Warum ist die Fettung der Haut so wichtig?
Eine gesunde Haut bildet einen Schutzmantel aus Hauttalg und Wasser, den sogenannten Hydrolipidmantel. Dadurch wird ein Austrocknen verhindert und die Hornschicht bleibt elastisch. Weil die Haut eines Neurodermitikers diesen Hydrolipidmantel nicht in ausreichendem Maße selbst aufbauen kann, müssen hier von außen Fett und weitere Feuchthaltestoffe zugeführt werden.

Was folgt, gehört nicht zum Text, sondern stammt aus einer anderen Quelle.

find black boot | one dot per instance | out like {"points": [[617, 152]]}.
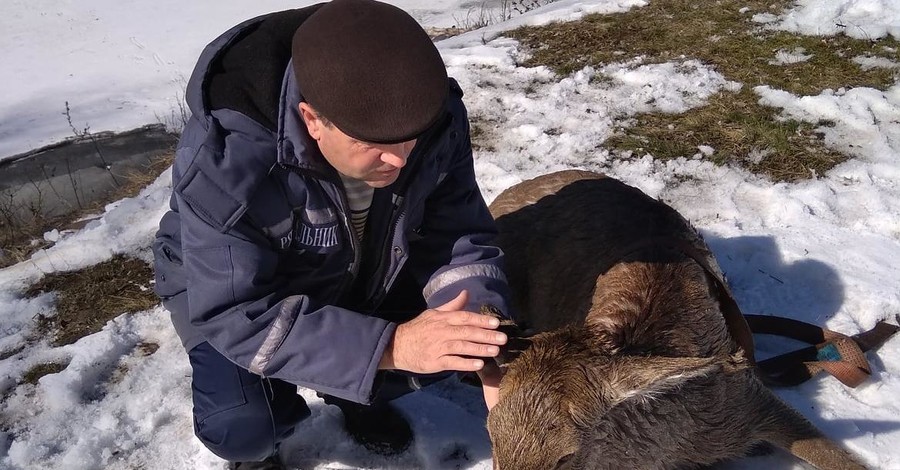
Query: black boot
{"points": [[271, 463], [379, 428]]}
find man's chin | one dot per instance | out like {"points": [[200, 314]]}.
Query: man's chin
{"points": [[382, 180]]}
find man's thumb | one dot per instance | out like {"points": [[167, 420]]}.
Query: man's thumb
{"points": [[457, 303]]}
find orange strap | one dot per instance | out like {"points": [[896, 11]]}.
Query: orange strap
{"points": [[840, 355]]}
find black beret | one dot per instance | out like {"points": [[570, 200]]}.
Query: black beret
{"points": [[370, 69]]}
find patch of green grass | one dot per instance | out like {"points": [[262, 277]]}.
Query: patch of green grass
{"points": [[21, 237], [740, 130], [88, 298], [46, 368], [717, 33]]}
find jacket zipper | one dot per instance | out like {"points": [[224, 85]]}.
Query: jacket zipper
{"points": [[397, 212]]}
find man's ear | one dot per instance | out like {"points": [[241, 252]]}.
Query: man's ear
{"points": [[311, 119]]}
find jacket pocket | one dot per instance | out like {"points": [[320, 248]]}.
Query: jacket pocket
{"points": [[168, 268]]}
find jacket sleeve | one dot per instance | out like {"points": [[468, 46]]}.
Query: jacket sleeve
{"points": [[262, 320], [457, 237]]}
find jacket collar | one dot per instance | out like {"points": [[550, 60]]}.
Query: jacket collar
{"points": [[295, 146]]}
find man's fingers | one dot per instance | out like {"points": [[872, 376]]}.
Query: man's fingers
{"points": [[473, 319], [457, 303], [467, 348], [462, 364]]}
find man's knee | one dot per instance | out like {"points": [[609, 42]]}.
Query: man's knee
{"points": [[240, 416], [237, 435]]}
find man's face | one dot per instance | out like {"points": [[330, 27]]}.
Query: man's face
{"points": [[377, 164]]}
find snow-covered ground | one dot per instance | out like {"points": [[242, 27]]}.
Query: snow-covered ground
{"points": [[825, 250]]}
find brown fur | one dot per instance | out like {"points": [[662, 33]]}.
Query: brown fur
{"points": [[632, 365]]}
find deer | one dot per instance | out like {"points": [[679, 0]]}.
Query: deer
{"points": [[627, 352]]}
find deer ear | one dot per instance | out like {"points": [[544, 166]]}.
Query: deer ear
{"points": [[518, 336], [645, 376]]}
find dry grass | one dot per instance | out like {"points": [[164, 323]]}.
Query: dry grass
{"points": [[20, 240], [716, 33], [88, 298]]}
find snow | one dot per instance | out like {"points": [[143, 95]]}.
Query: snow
{"points": [[824, 250]]}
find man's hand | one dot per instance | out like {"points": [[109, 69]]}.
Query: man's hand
{"points": [[445, 338]]}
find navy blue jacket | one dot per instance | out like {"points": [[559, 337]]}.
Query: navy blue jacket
{"points": [[257, 255]]}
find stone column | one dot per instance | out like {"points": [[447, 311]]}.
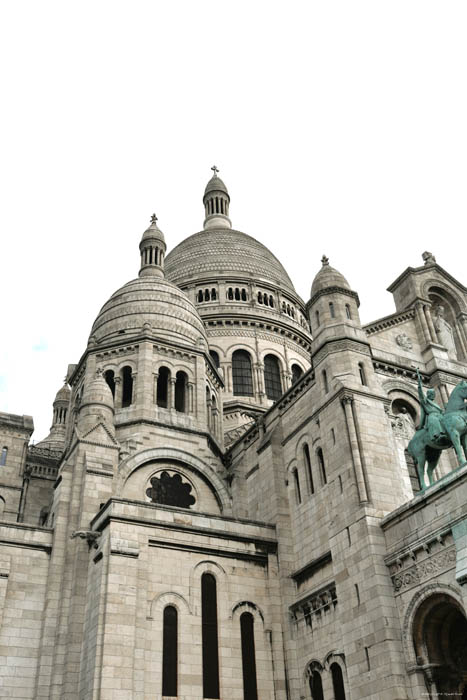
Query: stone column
{"points": [[358, 468], [431, 327], [171, 393], [422, 322], [118, 392]]}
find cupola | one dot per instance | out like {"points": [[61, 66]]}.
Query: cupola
{"points": [[152, 248], [216, 203]]}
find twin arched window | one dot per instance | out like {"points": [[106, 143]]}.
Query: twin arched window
{"points": [[272, 377], [241, 373]]}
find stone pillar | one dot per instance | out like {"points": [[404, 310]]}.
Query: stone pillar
{"points": [[118, 392], [358, 468], [422, 322], [431, 327], [171, 393]]}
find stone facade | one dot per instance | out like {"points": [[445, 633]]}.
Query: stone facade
{"points": [[225, 506]]}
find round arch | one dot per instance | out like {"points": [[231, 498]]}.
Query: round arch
{"points": [[155, 454]]}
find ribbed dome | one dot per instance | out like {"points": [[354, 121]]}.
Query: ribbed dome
{"points": [[153, 301], [221, 252], [215, 184], [328, 277]]}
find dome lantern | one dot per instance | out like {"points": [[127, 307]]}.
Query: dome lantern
{"points": [[152, 248], [216, 202]]}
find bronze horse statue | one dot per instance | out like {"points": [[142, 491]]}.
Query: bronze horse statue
{"points": [[426, 445]]}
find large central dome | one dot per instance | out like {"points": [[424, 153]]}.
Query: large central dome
{"points": [[224, 252]]}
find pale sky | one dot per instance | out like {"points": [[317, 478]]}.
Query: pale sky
{"points": [[338, 127]]}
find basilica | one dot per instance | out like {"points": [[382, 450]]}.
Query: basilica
{"points": [[233, 501]]}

Wie kann der Haut Fett zugeführt werden?
Zur Stabilisierung der Neurodermitis-Haut eignen sich vor allem fettreiche, aber auch wasserhaltige, stark feuchthaltende Salben, Cremes oder Lotionen, die konsequent morgens und abends oder häufiger angewendet werden müssen. Je nach Größe der betroffenen Fläche wählt man z. B. eine Fettcreme (z. B. Excipial Lipocreme) für die kleinflächige oder für die großflächige Anwendung eine Lipolotio (z. B. Excipial U Lipolotio mit 4 % und 10 % Harnstoff). Als hilfreich hat sich auch die unterstützende Badetherapie mit medizinischen Ölbädern erwiesen. Dabei wird die Haut durch das Badewasser befeuchtet und anschließend mit einem Lipidfilm vor Verdunstung geschützt. Die Wassertemperatur sollte nicht zu hoch sein (32 – 37°C), und die Dauer des Bades sollte 15 Minuten nicht übersteigen. Spreitende Öle (z. B . Balmandol Haut- und Badeöl) erlauben eine besonders intensive Rückfettung und können auch direkt auf die feuchte Haut aufgetragen werden.